Huffington Magazine Issue 12-13 | Page 62

O RANT OR RAVE HUFFINGTON 09.09.12 On a long flight to Los Angeles in early August, Rupert Murdoch cracked open Edward Klein’s The Amateur, a scathing indictment of President Barack Obama and a summer New York Times best seller. ¶The book had already been heavily promoted by the media mogul’s New York Post, Fox News Channel and Fox Business Network. Murdoch, like some of the hosts he employs on Fox, clearly enjoyed the book and later told his hundreds of thousands of Twitter followers that “every voter should read” it. Well, maybe not every voter. The Amateur is more likely to appeal to voters predisposed to seeing Obama described as a “thin-skinned,” “a narcissist,” and a “bungler-in-chief” —someone who pushes “far-left policies,” suffers from “extreme haughtiness and excessive pride,” “lacks faith in the goodness of American leadership,” and is the “most divisive president in recent American history.” Or voters, who like Klein, have ever wondered: “Will Americans finally come to recognize the dark side of Barack Obama in the presidential election of 2012?” In today’s polarized media, where partisan divisions become more apparent as the 2012 election draws near, one cable network or website’s must-read is another’s ignored screed.
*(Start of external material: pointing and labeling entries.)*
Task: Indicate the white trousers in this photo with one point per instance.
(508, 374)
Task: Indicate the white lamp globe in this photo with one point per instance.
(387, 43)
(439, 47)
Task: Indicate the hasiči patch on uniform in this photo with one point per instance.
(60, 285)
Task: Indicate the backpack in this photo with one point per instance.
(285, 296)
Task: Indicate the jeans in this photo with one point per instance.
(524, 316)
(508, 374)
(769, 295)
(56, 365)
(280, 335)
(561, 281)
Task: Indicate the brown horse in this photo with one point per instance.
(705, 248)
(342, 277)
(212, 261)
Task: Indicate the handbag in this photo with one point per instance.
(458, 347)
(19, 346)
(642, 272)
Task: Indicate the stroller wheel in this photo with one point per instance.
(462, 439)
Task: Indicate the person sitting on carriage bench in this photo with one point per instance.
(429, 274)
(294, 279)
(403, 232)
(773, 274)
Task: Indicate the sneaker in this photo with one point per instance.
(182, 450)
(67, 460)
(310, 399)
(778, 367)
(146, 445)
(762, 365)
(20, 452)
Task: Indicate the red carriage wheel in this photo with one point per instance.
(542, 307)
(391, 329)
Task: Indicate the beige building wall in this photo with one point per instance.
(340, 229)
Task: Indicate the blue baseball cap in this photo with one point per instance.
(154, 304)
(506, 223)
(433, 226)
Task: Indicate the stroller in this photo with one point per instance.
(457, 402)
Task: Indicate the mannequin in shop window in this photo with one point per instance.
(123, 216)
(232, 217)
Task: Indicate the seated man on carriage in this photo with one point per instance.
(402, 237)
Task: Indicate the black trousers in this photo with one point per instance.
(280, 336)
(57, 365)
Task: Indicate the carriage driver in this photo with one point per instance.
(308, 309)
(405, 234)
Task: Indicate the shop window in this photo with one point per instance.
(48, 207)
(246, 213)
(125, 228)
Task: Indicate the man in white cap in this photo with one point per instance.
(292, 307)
They say you’re not entitled to your own facts, but that isn’t always clear on cable news, where viewers can seemingly be watching two very different elections at the same time. As a result, books on Obama and his administration—or individual scenes from them—can be heavily promoted on one network, while receiving very different play, or none at all, on another. “In cable television, Fox’s and MSNBC’s coverage of the candidates’ character themes are mirror images of each other,” according to Pew’s Project for Excellence in Journalism released a study on Aug. 23. While “Fox has offered a mixed view of Romney, its assessments of Obama’s record and character have run negative by a measure of 6 to 1.” Conversely, it found, “the numbers are almost identical, in reverse, for MSNBC.”